Не колеблясь ни мгновения, я отыскала визитку, оставленную Владимиром Борисовичем. Его номер был отмечен как «личный». Я набрала.
— Да? — его голос звучал сонно, но без раздражения.
— Владимир Борисович, это Ольга. Извините за поздний звонок. Мне требуется ваша помощь.
Я кратко изложила ситуацию с галереей, не называя имён, однако он, по-видимому, понял всё без дополнительных объяснений.
— Понятно. «Внезапная» проверка, — он усмехнулся. — Не волнуйтесь, Ольга. Считайте, что вопрос решён.
Ваша выставка обязательно состоится. И я непременно приду. Жду приглашения.
На следующий день владелец галереи сам позвонил, голос его дрожал от удивления. Проверка исчезла так же быстро, как и появилась. «Кто-то влиятельный вмешался», — бормотал он.
Тамара Ивановна была вне себя от ярости. Она поняла, что её план провалился, но не могла понять, как именно.
Она металась по дому словно тигрица в ловушке, бросая на меня пронзительные взгляды. Алексей пытался вступить в разговор, что-то бормоча о том, что «не стоит обострять ситуацию», но я просто игнорировала его.
В день открытия я сохраняла полное спокойствие. Самостоятельно расставляла скульптуры в залитом светом зале галереи.
Каждая скульптура заняла своё место, освещённая отдельным лучом софита. Рядом с каждой стояла маленькая латунная табличка с названием.
«Письма из камина». «Паутина для конкурента». «Следы на салфетке». И, наконец, в центре зала, на главном пьедестале — фигура мужчины с узнаваемыми чертами моего супруга.
Под ней была табличка: «Портрет послушного сына».
Гости начали собираться. Весь свет Чернигова, все друзья и партнёры Тамары Ивановны.
Она вошла в зал, взявшись под руку с Алексеем, сияя своей искусственной улыбкой.
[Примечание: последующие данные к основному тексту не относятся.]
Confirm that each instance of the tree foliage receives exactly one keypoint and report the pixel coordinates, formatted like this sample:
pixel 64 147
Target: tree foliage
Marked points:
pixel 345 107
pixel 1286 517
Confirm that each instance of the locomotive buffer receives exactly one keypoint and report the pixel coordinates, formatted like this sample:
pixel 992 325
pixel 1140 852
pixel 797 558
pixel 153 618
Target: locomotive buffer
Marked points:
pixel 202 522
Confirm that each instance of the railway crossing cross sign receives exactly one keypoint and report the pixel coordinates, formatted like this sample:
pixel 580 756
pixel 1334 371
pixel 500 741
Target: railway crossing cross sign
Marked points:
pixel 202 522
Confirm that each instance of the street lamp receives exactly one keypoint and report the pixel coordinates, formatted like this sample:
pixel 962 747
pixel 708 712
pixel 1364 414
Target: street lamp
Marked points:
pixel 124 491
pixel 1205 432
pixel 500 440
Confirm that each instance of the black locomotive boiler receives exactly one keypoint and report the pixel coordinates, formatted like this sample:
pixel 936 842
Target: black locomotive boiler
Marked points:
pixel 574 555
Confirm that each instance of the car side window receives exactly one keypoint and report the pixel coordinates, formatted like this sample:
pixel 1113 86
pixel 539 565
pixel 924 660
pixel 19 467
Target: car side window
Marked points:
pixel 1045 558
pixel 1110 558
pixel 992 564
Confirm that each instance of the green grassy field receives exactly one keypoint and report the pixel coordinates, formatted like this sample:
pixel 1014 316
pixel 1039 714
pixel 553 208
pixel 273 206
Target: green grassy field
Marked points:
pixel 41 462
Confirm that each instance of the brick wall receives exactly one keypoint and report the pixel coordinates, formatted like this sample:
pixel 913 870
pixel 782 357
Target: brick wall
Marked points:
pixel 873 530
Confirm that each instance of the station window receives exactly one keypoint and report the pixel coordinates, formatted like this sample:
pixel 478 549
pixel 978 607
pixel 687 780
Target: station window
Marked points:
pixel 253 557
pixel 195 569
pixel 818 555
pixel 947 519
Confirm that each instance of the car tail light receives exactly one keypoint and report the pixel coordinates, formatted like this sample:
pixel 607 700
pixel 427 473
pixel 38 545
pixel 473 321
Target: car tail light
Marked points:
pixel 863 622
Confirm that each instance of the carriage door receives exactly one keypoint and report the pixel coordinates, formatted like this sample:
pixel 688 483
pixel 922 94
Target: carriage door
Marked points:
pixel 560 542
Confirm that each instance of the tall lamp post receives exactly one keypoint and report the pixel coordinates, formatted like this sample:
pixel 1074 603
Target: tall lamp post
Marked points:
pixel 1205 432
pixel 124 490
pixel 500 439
Она была уверена в своей победе, заставив меня устроить эту «жалкую выставку».
Она медленно осматривала экспозицию. Сначала на её лице читалось лишь презрительное любопытство.
Затем выражение сменилось на недоумение. Я заметила, как она задержалась у «Писем из камина», взгляд её мелькнул в сторону, словно ища поддержки. Алексей тоже начал догадываться, побледнев.
Затем она подошла к центру. К «Портрету послушного сына». Она внимательно посмотрела на скульптуру, затем на бухгалтерскую книгу за его спиной, и, наконец, на табличку.
Её улыбка медленно сошла с лица, обнажив звериный оскал. Вокруг начали шептаться. Кто-то понял намёки, кто-то просто ощутил надвигающийся скандал.
В этот момент к ней приблизился Владимир Борисович.
— Прекрасная выставка, Тамара Ивановна, — произнёс он громко, чтобы все слышали. — Очень… честная.
Особенно меня тронула «Паутина для конкурента». Она напомнила мне о моём старом знакомом, которого вы так ловко «устранили» десять лет назад. Я долго ждал возможности отдать вам долг.
Спасибо вашей невестке, которая предоставила мне этот шанс.
Он повернулся ко мне и слегка поклонился.
Тамара Ивановна стояла, словно поражённая молнией. Её мир, построенный на лжи и страхе, рушился прямо на глазах у всех.
Она развернулась и, толкая гостей, рванулась к выходу. Алексей, бросив на меня полный отчаяния и ненависти взгляд, последовал за ней.
Я осталась посреди зала. Вокруг гудели голоса, вспыхивали вспышки камер, но я ничего этого не замечала.
Поздним вечером я вернулась в пустой дом. Они уехали. Навсегда или нет — мне было безразлично.
Я прошла в свою мастерскую. Запах глины и растворителя больше не казался спасением. Это были просто ароматы моего дома. Моего пространства.
Я взяла новый кусок глины — чистый, без изъянов. Мои руки принялись формировать новую фигуру.
Не сломанное крыло, не корень, вцепившийся в камень. Что-то совершенно иное. Что-то цельное. Впервые за долгое время я творила не прошлое, а будущее.
Прошло два месяца. Шум вокруг выставки улёгся, превратившись в легенду, которую пересказывали в светских кругах.
Я подала на развод. Алексей не стал возражать. Дом, согласно брачному контракту, остался за мной. Я продала его, не желая больше жить в этих стенах, и приобрела просторную студию с панорамными окнами на верхнем этаже старого индустриального здания.